Proper traffic management tools, administrative tools and technical knowledge can help local authorities avoid many conflicts between motorists, cyclists and pedestrians. Aleksander Buczyński, Policy Officer at the European Cyclists’ Federation, illustrates this point with case studies from Luxembourg, Poland, Belgium, France and Hungary.

Traffic management: do you have the necessary signs and signals?

A painted cycle lane or even segregated cycle path on a main road might not always be the best option available, as in some cases parallel local streets offer potential for a higher quality cycle route: more direct, with less traffic lights, less noise and air pollution, but also with less conflicts with pedestrians around public transport stops.

Unfortunately, many countries still do not have legal provisions for allowing contraflow cycling, cycle streets or other cycle-friendly forms of traffic calming.

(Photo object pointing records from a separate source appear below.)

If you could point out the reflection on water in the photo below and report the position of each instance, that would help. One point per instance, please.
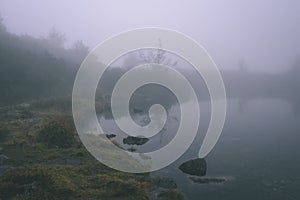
(256, 156)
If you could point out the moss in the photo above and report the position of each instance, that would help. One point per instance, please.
(66, 182)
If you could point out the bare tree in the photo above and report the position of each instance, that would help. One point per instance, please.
(55, 38)
(157, 56)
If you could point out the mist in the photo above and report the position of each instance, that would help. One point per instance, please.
(263, 34)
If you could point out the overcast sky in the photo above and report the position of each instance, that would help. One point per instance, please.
(264, 33)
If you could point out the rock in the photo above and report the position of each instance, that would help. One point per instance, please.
(109, 136)
(137, 110)
(130, 140)
(195, 167)
(208, 180)
(163, 182)
(3, 158)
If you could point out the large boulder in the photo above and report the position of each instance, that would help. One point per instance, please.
(195, 167)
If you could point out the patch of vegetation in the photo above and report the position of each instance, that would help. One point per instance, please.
(67, 182)
(4, 133)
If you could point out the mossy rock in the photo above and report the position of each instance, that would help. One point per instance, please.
(56, 135)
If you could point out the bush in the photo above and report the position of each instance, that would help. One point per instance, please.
(56, 135)
(4, 132)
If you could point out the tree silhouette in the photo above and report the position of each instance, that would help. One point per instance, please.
(55, 38)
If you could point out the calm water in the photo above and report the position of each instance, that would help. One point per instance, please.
(258, 151)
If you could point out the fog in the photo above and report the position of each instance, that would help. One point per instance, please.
(265, 35)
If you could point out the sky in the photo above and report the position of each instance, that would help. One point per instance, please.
(265, 34)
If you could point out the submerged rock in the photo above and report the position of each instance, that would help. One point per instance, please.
(163, 182)
(195, 167)
(130, 140)
(208, 180)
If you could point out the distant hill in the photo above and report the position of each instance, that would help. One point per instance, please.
(32, 68)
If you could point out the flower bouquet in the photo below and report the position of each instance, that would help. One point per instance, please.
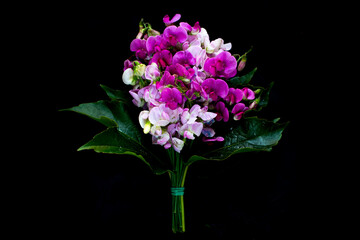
(181, 103)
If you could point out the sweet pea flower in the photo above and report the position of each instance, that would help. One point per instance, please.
(163, 58)
(184, 58)
(128, 64)
(222, 112)
(138, 95)
(217, 45)
(156, 44)
(166, 79)
(162, 115)
(217, 139)
(234, 96)
(175, 34)
(151, 95)
(177, 144)
(171, 97)
(248, 93)
(167, 20)
(152, 72)
(188, 130)
(144, 121)
(192, 30)
(223, 65)
(139, 47)
(239, 110)
(161, 139)
(215, 88)
(128, 77)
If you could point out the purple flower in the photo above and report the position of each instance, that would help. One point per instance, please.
(217, 139)
(172, 98)
(193, 30)
(234, 95)
(152, 72)
(139, 47)
(223, 65)
(163, 58)
(188, 130)
(156, 44)
(222, 112)
(239, 110)
(215, 88)
(167, 20)
(184, 58)
(248, 93)
(128, 64)
(175, 34)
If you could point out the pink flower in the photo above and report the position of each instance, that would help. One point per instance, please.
(248, 93)
(215, 88)
(239, 110)
(234, 95)
(184, 58)
(188, 130)
(139, 47)
(222, 112)
(223, 65)
(167, 79)
(175, 34)
(167, 20)
(171, 97)
(163, 58)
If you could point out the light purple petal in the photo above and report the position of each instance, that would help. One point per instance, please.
(167, 21)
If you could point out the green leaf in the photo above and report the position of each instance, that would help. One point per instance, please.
(116, 94)
(115, 142)
(111, 114)
(243, 80)
(252, 134)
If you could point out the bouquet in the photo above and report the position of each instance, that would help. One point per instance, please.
(182, 102)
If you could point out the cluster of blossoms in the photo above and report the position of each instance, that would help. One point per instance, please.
(179, 80)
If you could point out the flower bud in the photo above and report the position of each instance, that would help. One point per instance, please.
(242, 64)
(147, 127)
(128, 77)
(139, 70)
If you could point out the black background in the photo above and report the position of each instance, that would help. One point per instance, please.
(249, 196)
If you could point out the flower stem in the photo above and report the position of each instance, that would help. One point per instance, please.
(177, 178)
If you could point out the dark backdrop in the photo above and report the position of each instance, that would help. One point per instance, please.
(249, 196)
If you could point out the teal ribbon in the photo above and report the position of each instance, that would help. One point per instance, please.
(177, 191)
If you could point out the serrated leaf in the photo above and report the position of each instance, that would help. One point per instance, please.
(252, 134)
(111, 114)
(115, 142)
(237, 82)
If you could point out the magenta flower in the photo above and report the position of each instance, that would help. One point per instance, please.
(156, 44)
(184, 58)
(222, 112)
(175, 34)
(167, 20)
(239, 110)
(152, 72)
(193, 30)
(188, 130)
(234, 95)
(167, 79)
(215, 88)
(223, 65)
(248, 93)
(139, 47)
(163, 58)
(217, 139)
(171, 97)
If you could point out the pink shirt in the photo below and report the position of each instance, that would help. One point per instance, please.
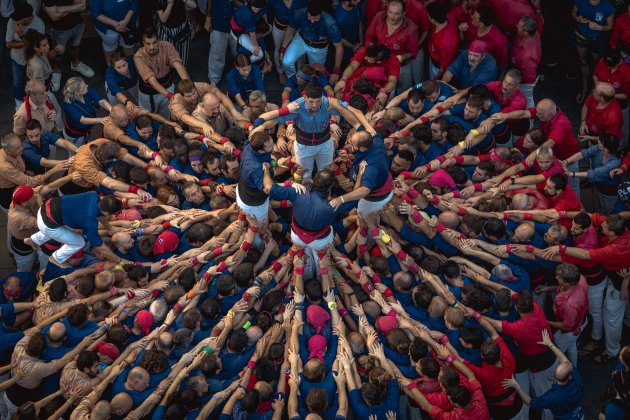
(571, 306)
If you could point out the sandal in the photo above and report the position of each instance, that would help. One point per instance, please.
(603, 358)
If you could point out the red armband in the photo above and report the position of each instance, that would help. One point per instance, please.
(368, 287)
(276, 266)
(284, 111)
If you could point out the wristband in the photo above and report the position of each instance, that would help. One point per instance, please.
(276, 266)
(284, 111)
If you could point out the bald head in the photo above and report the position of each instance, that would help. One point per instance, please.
(101, 411)
(524, 232)
(121, 404)
(449, 219)
(57, 332)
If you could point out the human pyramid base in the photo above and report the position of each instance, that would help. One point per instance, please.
(400, 237)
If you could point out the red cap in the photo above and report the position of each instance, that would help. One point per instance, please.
(166, 242)
(144, 319)
(21, 194)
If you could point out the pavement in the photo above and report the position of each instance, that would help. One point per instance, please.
(554, 84)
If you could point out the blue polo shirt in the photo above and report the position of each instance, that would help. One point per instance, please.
(116, 82)
(236, 83)
(564, 401)
(463, 77)
(33, 155)
(326, 28)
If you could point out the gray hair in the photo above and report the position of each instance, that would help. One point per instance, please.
(257, 94)
(73, 85)
(529, 24)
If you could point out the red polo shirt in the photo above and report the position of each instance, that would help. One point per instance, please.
(620, 37)
(526, 57)
(571, 306)
(495, 41)
(606, 120)
(527, 331)
(559, 130)
(443, 45)
(620, 78)
(403, 40)
(516, 101)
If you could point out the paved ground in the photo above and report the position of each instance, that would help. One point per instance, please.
(555, 85)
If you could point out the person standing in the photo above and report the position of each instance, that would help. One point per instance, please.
(22, 19)
(67, 27)
(174, 25)
(155, 62)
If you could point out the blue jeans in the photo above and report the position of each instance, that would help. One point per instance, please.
(296, 49)
(19, 80)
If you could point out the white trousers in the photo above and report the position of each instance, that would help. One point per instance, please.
(72, 241)
(309, 156)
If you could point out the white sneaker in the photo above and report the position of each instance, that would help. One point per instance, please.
(56, 81)
(83, 69)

In some, even placing wayfinding elements for cyclists on public roads is illegal!

Signs of one-way street with contraflow cycling allowed, cycle street and regional cycle route 4 in Brussels.

Administrative tools: who is responsible for cycle routes?

In order to optimise the use of limited road space between different transport modes, governance structures also need to adapt. The optimal cycle routes often need to mix and match streets from different levels of the road administration hierarchy, sometimes also making shortcuts through parks, along rivers, canal or railroad lines, and users expect consistent standard of infrastructure, wayfinding and maintenance on the whole route.

Cycling infrastructure needs a level playing ground with roads for cars also in terms of land acquisition or environmental procedures. Even in Flanders, which is generally a cycling region, cycle highways were assigned a status of investments of significant public importance only in 2019!

Know-how: a view from the cycle path

Finally, technical knowledge about cycling and cycling infrastructure is essential. Even with all the tools, plenty of space and funding available it is possible to build cycle paths that are not safe to use or not used at all. Guidance on Urban Corridor Road Design developed in the frame of MORE project explains how to choose the right solution and establish its basic parameters, such as width or clearance. Involving user organisations in the design can also help to avoid costly mistakes.

This cycling path in Warsaw was built as a part of a 0.5 billion euro TEN-T road reconstruction project, but it is not safe to use because of lack of visibility on crossing.